Les marins pêcheurs sont également soumis à une réglementation. En effet, la taille du bateau, la puissance du moteur ainsi que la taille de la drague doivent respecter des normes bien spécifiques. Les mailles de ce filet métallique doivent respecter une taille pour ne retenir que les plus grandes coquilles.

Il arrive parfois que certains professionnels pêchent la coquille Saint-Jacques en plongée. C’est une pêche plus respectueuse des fonds marins, mais beaucoup moins productive.

Aussi, la période de pêche commence au mois d’octobre et se termine au mois d’avril, celle-ci est limitée à une durée de 45 minutes, deux fois par semaine. Pour veiller au respect des quotas afin de limiter la surpêche, les affaires maritimes et parfois même la gendarmerie, surveillent les zones de pêche par avion ou par hélicoptère.

La journée type d’un marin pêcheur de coquilles St. Jacques

Un marin pêcheur vit au rythme des marées, il se réveille en fonction des horaires de celles-ci. Souvent, il sort de son lit 4h avant la marée, donc il n’a pas d’horaire exact pour débuter sa journée. On sait simplement qu’il la commence tôt le matin. Aux aurores, il embarque sur le chalutier qui met le cap sur le large. Selon le lieu de pêche, il faut prévoir une à deux heures de trajet.

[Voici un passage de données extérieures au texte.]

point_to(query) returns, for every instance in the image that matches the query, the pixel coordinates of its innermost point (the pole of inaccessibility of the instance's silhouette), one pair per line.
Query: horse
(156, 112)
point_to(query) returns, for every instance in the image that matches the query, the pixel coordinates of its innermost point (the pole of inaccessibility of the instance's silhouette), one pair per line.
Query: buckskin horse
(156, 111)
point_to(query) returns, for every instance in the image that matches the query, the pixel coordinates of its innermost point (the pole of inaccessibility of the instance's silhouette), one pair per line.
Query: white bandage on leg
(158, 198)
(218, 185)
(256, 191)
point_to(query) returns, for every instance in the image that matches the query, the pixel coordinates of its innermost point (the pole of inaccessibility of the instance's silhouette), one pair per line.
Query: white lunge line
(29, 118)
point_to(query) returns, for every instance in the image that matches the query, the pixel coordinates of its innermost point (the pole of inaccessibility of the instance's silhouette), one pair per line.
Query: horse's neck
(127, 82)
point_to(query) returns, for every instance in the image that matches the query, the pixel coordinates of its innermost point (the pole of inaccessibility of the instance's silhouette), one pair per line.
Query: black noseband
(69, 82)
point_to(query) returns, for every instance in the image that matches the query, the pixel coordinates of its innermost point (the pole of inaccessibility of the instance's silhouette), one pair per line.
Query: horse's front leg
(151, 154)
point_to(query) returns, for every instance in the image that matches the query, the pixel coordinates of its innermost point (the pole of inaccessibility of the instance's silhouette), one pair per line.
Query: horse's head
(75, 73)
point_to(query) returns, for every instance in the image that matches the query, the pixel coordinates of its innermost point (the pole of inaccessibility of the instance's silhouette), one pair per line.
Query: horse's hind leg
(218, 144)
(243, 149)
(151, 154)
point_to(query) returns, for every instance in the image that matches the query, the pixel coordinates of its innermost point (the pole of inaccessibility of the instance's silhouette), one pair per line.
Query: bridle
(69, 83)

Dès l’heure officielle du début de la pêche, la drague du chalutier est immergée et tractée par celui-ci pour ratisser le fond marin. Selon l’équipage, la densité de coquilles et la nature du fond, un trait dure environ 10 minutes. Même si les manœuvres sont très rapides, le nombre de traits en quarante-cinq minutes est très réduit. L’enjeu est de ramasser le maximum de coquilles en un minimum de temps.

Sur le pont, les matelots n’ont pas une seule minute à perdre. En effet, plusieurs actions sont nécessaires afin d’optimiser ses chances de rentrer au port avec des coquilles : courir au treuil, remonter et vider les dragues à l’intérieur du bateau, les remettre à l’eau au plus vite pour continuer la pêche. Pendant que la drague est dans l’eau, il faut trier les coquilles, rejeter à l’eau celles qui ne sont pas dans les normes, nettoyer et mettre les autres en sac. Pendant les 45 minutes autorisées, le ballet recommence autant de fois que possible.

Une fois le temps de pêche écoulé, les coquilles sont fraîchement débarquées au port et passent obligatoirement en criée où elles sont soumises à un contrôle de conformité pour vérifier que les marins pêcheurs aient bien respecté les quotas. Afin de préserver la ressource, toutes les coquilles inférieures à 10,2 cm doivent directement être rejetées en mer lorsqu’elles sont prises au piège dans les filets.